August 31, 2023 - 11:30am

The three decades or so of digital folklore have offered up urban legends shared by chain mail, creepypastas, NoSleep stories from Reddit, scary mods, and now spooky TikToks. Again and again, one theme resurfaces: mimicry. Mimics in the online world are paranormal entities, like doppelgangers or skinwalkers, which disguise themselves as something or someone you trust. In Navajo legend, skinwalkers are witches who shapeshift into animals, like deer or coyotes; doppelgangers, on the other hand, are said to appear as family members. Each expression of the mimic has its own nuances, but they all tap into the same fear: looks can be deceiving.

Though the digital mimic has long existed, the practice has recently become more prominent. At the beginning of the year, there was the “doppelganger trend” on TikTok, where people made videos, usually 30-second skits, around a voice clip saying, “If you see another person that looks identical to you, run away and hide.” Though this format has come and gone, a scroll through TikTok these days will eventually see you run into a story about a dad-who-wasn’t-actually-a-dad or a husband-who-wasn’t-a-husband. Everyone has a story about how they were sure they were talking to someone — only to find out they’d been “duped” by a nefarious spirit which was only mimicking that person. 

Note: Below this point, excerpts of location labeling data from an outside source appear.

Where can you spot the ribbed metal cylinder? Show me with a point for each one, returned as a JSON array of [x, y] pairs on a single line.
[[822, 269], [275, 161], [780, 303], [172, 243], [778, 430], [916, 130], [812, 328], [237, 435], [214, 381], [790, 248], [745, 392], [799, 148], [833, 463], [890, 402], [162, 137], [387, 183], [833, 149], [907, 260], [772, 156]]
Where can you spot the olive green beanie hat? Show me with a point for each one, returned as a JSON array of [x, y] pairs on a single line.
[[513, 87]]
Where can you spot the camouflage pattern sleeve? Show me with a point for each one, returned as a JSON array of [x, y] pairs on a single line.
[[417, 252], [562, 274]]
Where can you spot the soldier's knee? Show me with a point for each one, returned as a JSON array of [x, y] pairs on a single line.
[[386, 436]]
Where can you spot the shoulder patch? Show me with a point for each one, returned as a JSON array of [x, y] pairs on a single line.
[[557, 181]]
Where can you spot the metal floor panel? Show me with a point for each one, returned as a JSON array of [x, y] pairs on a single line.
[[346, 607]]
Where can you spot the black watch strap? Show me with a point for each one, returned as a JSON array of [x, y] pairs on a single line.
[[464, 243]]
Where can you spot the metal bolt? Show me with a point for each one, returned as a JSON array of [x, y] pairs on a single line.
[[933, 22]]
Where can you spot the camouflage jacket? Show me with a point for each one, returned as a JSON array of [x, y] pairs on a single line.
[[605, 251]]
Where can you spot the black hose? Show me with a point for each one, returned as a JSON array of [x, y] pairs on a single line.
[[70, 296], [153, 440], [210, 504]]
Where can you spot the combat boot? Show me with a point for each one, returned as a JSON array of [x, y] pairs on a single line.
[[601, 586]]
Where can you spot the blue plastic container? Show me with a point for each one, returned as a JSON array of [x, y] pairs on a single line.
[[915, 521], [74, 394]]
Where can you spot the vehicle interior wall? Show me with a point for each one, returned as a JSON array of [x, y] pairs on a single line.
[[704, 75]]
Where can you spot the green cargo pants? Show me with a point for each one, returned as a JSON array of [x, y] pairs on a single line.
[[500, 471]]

Part of the reason mimics scare us is because we see ourselves reflected in them, and realise we are not as unique as we thought. In a world where many of us are desperately searching for ways to differentiate ourselves, this can be truly terrifying. But on another level, the Internet has always sparked (well-founded) fears about being deceived in some way. Old-school chatroom stranger danger, a too-convincing chatbot, catfishing, scams: all of these very real fears are downstream of danger being blurred by technology. 

This has arguably always been a fear with communications technology: once we were able to communicate instantaneously and without having to see one another, a whole world of possibility opened up around deception.  And such deception may not only come from lying to one another in our own world but also from spirits in other realms. There’s a reason that Spiritualists were so attracted to the telegraph, which they believed connected them to an “electronic elsewhere”, or the “etheric ocean”. All communication technology — a computer, a telegraph, a telephone — is a Ouija board for some people (at least if you squint hard enough). 

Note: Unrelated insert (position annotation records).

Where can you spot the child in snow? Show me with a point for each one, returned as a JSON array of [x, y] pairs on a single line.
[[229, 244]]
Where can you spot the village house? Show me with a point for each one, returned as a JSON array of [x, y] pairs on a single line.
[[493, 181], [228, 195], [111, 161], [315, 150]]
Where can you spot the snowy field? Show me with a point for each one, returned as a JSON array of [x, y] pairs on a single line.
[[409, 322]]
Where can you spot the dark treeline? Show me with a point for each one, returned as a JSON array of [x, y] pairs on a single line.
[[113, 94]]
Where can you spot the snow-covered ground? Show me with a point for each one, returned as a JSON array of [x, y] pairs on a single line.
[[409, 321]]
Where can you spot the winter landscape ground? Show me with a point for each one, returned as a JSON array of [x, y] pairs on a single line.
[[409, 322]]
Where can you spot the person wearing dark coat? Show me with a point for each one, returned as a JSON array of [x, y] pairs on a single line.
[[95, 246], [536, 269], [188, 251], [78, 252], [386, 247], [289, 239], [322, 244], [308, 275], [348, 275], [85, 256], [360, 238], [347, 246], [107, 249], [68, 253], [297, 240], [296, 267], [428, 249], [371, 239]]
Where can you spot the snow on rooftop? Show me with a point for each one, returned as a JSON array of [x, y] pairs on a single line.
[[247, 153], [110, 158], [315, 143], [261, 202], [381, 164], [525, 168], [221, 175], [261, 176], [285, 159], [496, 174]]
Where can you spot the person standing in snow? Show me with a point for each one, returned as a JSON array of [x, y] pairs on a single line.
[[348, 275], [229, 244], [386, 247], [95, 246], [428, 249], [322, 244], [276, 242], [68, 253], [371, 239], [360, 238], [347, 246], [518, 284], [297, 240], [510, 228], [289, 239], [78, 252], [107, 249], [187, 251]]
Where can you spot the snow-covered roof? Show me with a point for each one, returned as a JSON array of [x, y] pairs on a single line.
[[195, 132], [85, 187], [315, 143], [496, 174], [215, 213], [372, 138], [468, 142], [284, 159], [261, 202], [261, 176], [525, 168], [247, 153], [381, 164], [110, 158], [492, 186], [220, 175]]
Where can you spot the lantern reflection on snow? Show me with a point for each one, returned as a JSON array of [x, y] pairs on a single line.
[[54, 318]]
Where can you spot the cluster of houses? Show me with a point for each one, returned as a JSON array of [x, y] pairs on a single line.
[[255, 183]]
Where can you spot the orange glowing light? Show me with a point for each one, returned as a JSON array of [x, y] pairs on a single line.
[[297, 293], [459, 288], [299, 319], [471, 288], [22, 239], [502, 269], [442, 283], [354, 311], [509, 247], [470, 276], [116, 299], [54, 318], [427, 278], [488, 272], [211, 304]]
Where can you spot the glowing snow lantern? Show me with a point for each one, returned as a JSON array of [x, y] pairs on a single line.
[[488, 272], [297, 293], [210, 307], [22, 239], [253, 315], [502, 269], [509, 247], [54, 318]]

This year, the danger of artificial intelligence has received more attention than ever before, and this fear has taken on new salience online. Not only do we now fear what we cannot see on the other end, but the reassurance we once had that we are communicating with another human being has been completely obliterated. 

No longer merely a matter of if and when, AI became accessible to anyone who wanted to use it. Just this week, the New York Times published a startling article titled “Voice Deepfakes Are Coming for your Bank Balance”, something that almost felt like an urban legend itself when relayed on social media, like in this TikTok from CBC News.

With this technology, the mimic trended once more: the spirit that pretends to be someone you love, but which is something much more sinister. You don’t know what it is and you don’t know how it works, and therein lies its danger. What is the fear of a mimic if not the sublimated fear of technology?